Качая головой, Дон наконец переступил порог. Цепким взглядом он окинул гостиную, зыркнул на угловую лестницу; пытается освоиться, предположил я. Теплые отблески серебра и полированного дерева манили и отталкивали его, наверное, в равной степени.

— Сколько здесь комнат?

— Двенадцать или четырнадцать, в зависимости от того, как считать.

— От того, как считать, — пробормотал он и осторожно ступил на переплетающиеся длинными стеблями тюльпаны, вытканные на ковровой дорожке.

— Скажи мне, — спросил я с верхних ступенек, — ты встречался с Милстрэпом случайно или он искал тебя?

— Все почему-то считают, что у меня есть эти ответы. А их, между прочим, нет.

Мы поднялись к оборудованному под комнату бельэтажу, обстановку которого составляли письменный стол, красивое кожаное кресло, прямоугольная ваза с живыми цветами и книжные полки вдоль лестницы на третий этаж. Полутемный, с книгами по стенам коридор вел в недра дома.

— Если вдруг попадешь в беду, — сказал Олсон, — пусть твой адвокат сделает все, чтобы добиться домашнего ареста.

Он привалился к перилам, сощурил глаза, поджал губы. Волна козлиной вони поплыла от него.

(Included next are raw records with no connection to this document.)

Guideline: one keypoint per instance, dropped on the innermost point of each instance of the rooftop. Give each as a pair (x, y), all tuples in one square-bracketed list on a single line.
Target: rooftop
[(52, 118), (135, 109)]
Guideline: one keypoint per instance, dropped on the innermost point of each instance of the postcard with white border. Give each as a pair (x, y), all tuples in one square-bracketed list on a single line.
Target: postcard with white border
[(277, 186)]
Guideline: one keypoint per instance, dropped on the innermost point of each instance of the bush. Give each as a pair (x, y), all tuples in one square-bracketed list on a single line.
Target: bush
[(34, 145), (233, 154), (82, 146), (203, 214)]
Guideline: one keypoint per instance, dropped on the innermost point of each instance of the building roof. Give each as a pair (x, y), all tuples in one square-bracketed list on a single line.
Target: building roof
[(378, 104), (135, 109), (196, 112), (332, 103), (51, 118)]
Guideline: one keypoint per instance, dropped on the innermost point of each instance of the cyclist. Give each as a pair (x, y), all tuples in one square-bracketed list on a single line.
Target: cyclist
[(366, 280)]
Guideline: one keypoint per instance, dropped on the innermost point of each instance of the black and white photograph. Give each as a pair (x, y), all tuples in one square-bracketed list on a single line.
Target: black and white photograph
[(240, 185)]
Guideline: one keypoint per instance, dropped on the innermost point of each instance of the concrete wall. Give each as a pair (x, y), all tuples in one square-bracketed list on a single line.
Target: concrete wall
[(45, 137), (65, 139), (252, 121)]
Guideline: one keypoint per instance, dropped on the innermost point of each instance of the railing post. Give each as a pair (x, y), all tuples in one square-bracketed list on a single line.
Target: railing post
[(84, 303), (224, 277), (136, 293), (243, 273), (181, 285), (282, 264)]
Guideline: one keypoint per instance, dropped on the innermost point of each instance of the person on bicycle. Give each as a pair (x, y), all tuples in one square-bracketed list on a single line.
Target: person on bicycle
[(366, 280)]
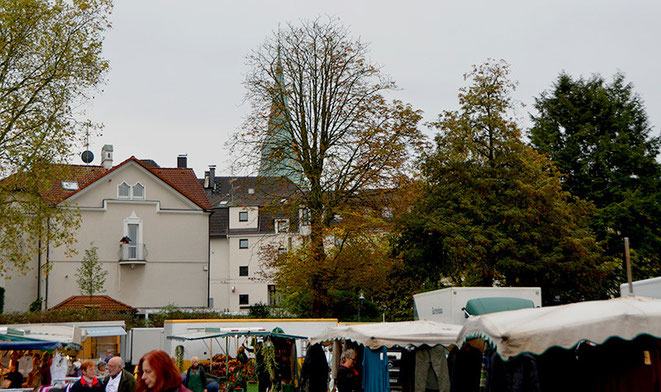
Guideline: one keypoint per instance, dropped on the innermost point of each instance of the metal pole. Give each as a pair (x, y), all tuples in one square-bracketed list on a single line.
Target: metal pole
[(626, 257)]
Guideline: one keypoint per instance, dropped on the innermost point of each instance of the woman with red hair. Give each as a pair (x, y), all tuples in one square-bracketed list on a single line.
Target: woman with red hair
[(157, 373)]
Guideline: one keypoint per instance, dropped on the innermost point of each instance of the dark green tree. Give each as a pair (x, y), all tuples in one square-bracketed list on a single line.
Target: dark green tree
[(91, 277), (492, 210), (599, 137)]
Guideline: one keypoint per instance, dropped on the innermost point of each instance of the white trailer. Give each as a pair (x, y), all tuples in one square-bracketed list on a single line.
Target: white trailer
[(643, 288), (446, 305), (140, 341)]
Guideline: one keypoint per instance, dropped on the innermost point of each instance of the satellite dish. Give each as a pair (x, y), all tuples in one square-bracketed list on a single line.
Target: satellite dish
[(87, 156)]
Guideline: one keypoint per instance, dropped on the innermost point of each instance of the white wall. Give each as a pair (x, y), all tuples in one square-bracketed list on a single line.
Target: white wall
[(176, 236)]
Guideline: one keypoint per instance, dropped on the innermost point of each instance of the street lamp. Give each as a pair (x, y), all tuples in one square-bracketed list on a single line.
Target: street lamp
[(361, 297)]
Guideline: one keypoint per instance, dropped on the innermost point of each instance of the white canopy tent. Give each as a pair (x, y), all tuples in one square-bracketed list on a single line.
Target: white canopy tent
[(49, 332), (538, 329), (402, 334)]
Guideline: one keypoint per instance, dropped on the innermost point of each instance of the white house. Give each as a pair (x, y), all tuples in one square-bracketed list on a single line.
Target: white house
[(150, 225), (244, 224)]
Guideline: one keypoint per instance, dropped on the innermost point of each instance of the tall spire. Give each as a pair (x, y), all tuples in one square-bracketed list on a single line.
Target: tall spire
[(277, 153)]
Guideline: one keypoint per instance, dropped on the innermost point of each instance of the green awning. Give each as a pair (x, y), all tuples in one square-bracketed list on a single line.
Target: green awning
[(478, 306)]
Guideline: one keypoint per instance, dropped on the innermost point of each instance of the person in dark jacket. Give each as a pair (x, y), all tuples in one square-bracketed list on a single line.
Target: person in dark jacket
[(348, 378), (14, 376), (157, 373), (119, 380), (196, 379), (88, 381), (314, 371)]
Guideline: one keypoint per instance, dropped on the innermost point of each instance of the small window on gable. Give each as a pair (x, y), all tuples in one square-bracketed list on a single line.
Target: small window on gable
[(70, 185), (138, 191), (281, 225), (244, 299), (124, 191)]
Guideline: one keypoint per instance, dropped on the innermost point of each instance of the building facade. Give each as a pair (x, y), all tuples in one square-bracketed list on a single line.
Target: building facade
[(150, 226)]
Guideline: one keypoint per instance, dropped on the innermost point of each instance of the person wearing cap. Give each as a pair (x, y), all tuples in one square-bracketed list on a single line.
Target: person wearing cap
[(119, 380), (102, 369), (88, 381)]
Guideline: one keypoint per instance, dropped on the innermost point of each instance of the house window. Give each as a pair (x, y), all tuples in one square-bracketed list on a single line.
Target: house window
[(132, 245), (305, 217), (281, 225), (244, 299), (124, 191), (138, 191), (272, 295)]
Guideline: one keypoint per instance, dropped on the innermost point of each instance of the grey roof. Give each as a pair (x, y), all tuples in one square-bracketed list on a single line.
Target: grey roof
[(268, 194), (234, 191)]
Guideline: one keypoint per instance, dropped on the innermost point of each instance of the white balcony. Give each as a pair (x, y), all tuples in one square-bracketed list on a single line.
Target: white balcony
[(132, 254)]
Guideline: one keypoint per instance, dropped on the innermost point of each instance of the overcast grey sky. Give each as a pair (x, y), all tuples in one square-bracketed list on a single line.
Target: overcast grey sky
[(177, 67)]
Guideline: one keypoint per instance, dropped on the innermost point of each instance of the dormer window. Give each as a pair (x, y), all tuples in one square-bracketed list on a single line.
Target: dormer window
[(281, 225), (138, 191), (70, 185), (124, 191)]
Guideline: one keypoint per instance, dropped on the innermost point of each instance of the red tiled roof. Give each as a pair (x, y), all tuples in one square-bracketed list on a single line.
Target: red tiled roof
[(181, 179), (99, 302)]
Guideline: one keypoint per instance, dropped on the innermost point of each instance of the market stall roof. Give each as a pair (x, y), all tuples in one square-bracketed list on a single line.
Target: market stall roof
[(536, 330), (104, 331), (27, 344), (478, 306), (210, 333), (402, 334), (64, 334)]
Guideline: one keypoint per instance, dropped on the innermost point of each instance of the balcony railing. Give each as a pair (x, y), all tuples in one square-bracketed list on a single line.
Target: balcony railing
[(132, 253)]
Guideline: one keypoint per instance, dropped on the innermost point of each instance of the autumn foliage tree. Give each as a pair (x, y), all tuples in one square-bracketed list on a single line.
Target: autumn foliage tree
[(320, 118), (493, 211), (50, 64)]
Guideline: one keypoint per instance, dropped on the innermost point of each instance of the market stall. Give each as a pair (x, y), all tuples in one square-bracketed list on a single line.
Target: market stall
[(25, 360), (273, 359), (407, 353), (605, 345)]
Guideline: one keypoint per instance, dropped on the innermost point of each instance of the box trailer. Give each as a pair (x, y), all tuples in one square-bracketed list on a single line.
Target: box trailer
[(447, 305), (140, 341)]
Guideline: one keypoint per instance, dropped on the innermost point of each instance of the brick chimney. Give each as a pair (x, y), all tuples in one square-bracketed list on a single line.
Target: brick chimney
[(212, 177), (106, 156), (182, 161)]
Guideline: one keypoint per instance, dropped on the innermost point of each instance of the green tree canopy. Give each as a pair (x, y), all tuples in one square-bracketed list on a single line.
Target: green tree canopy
[(91, 277), (492, 211), (598, 135), (50, 64)]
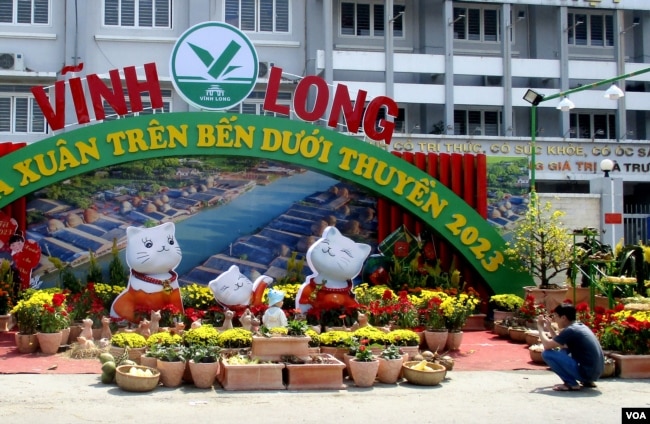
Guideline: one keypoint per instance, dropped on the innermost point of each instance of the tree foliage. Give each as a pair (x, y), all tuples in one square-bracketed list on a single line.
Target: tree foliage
[(541, 244)]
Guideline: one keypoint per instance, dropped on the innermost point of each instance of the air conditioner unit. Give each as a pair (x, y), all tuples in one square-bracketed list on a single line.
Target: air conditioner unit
[(12, 62), (263, 69)]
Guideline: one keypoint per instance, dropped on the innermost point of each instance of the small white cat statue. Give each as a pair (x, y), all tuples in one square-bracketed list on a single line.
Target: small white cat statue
[(152, 254), (233, 290), (334, 260)]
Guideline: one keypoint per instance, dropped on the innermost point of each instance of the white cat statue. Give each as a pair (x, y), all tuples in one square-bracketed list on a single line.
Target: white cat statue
[(152, 254), (233, 290), (334, 260)]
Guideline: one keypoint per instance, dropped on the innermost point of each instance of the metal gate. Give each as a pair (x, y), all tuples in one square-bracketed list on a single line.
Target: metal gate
[(635, 220)]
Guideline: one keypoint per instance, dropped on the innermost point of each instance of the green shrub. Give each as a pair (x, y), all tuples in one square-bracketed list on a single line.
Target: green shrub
[(403, 338), (164, 338)]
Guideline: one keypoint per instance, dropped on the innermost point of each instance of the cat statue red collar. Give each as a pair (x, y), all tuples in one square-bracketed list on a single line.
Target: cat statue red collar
[(334, 260), (152, 254)]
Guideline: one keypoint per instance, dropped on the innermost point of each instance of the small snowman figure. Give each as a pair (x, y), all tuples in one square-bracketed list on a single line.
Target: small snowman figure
[(274, 315)]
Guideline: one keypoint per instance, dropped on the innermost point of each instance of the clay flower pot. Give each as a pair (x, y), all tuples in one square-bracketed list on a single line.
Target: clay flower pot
[(454, 339), (26, 343), (171, 373), (436, 340), (203, 373), (389, 370)]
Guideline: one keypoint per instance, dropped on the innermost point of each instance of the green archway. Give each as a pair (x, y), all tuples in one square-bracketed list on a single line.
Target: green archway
[(207, 133)]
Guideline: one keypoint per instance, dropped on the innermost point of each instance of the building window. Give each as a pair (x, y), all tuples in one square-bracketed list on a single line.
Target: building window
[(594, 126), (476, 24), (30, 12), (367, 19), (258, 15), (477, 122), (146, 106), (590, 29), (19, 112), (138, 13)]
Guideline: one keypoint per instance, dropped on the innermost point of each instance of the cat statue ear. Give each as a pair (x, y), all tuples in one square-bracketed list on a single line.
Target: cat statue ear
[(335, 261)]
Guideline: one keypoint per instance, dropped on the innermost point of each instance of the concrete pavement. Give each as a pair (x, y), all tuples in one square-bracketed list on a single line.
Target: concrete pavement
[(464, 397)]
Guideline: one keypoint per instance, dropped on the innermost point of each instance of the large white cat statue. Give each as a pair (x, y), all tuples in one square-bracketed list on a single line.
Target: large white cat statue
[(334, 260), (233, 290), (152, 254)]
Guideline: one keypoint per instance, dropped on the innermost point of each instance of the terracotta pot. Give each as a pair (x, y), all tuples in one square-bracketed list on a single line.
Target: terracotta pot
[(336, 352), (326, 375), (454, 339), (134, 352), (251, 376), (536, 356), (609, 370), (364, 373), (274, 348), (549, 297), (475, 322), (203, 373), (171, 373), (148, 361), (389, 370), (346, 360), (26, 343), (49, 343), (532, 337), (75, 331), (436, 340), (410, 351), (501, 330), (632, 366), (65, 336), (501, 315), (6, 322), (518, 335)]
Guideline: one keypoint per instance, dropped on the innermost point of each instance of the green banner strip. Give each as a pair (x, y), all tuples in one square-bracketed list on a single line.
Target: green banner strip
[(63, 156)]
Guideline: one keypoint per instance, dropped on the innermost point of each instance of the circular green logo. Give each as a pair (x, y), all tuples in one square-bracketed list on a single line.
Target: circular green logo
[(213, 66)]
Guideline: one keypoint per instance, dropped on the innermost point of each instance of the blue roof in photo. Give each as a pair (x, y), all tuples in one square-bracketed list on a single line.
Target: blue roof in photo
[(280, 236), (77, 240), (91, 229)]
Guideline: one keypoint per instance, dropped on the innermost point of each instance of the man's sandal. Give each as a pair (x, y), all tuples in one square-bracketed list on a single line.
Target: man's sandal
[(566, 388)]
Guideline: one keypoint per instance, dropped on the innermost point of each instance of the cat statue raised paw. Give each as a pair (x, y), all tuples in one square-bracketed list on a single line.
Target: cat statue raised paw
[(334, 260), (233, 290), (152, 254)]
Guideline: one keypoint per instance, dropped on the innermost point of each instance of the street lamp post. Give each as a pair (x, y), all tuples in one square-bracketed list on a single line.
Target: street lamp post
[(535, 99)]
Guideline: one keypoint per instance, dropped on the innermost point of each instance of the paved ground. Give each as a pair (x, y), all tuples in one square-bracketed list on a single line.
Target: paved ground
[(464, 397)]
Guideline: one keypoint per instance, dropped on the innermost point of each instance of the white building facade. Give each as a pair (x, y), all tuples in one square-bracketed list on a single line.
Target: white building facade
[(457, 69)]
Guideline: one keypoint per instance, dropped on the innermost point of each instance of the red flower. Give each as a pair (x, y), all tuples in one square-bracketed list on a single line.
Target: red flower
[(58, 299)]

— Пока будешь в душе, я подберу тебе кое-какую одежду. Все, что снимешь, брось в корзину. Кстати, обувь какого размера?

Олсон опустил взгляд на свои стоптанные, заляпанные грязью кеды.

— Десять с половиной. А что?

— По-моему, этот день у тебя будет удачным, — ответил я.

* * *

Через полчаса обновленный Дональд Олсон скользнул в гостиную первого этажа с бесшумной грацией кошки. Я предполагал, он вымоет, расчешет и уложит волосы, сбреет щетину, смажет увлажняющим кремом щеки, переоденется, избавится от запаха. Результат оказался поразительным: Олсон выглядел помолодевшим, довольным и симпатичным. Он надел голубую рубаху, чуть ему великоватую, и зеленые штаны хаки со складками в талии и отворотами внизу. Под отворотами — пара грубоватых ботинок, с отстроченным носком, светлые, почти желтые, из материала, напоминавшего мягкую блестящую кожу. Очарованный замечательными башмаками, Олсон улыбнулся и спросил:

— Ручной работы?

— Можешь оставить себе.

— Ого, ты отдаешь свои башмаки?

— Несколько лет назад у меня ноги раздались на пару размеров. Там коробка со старой обувью — можешь подобрать себе что-нибудь.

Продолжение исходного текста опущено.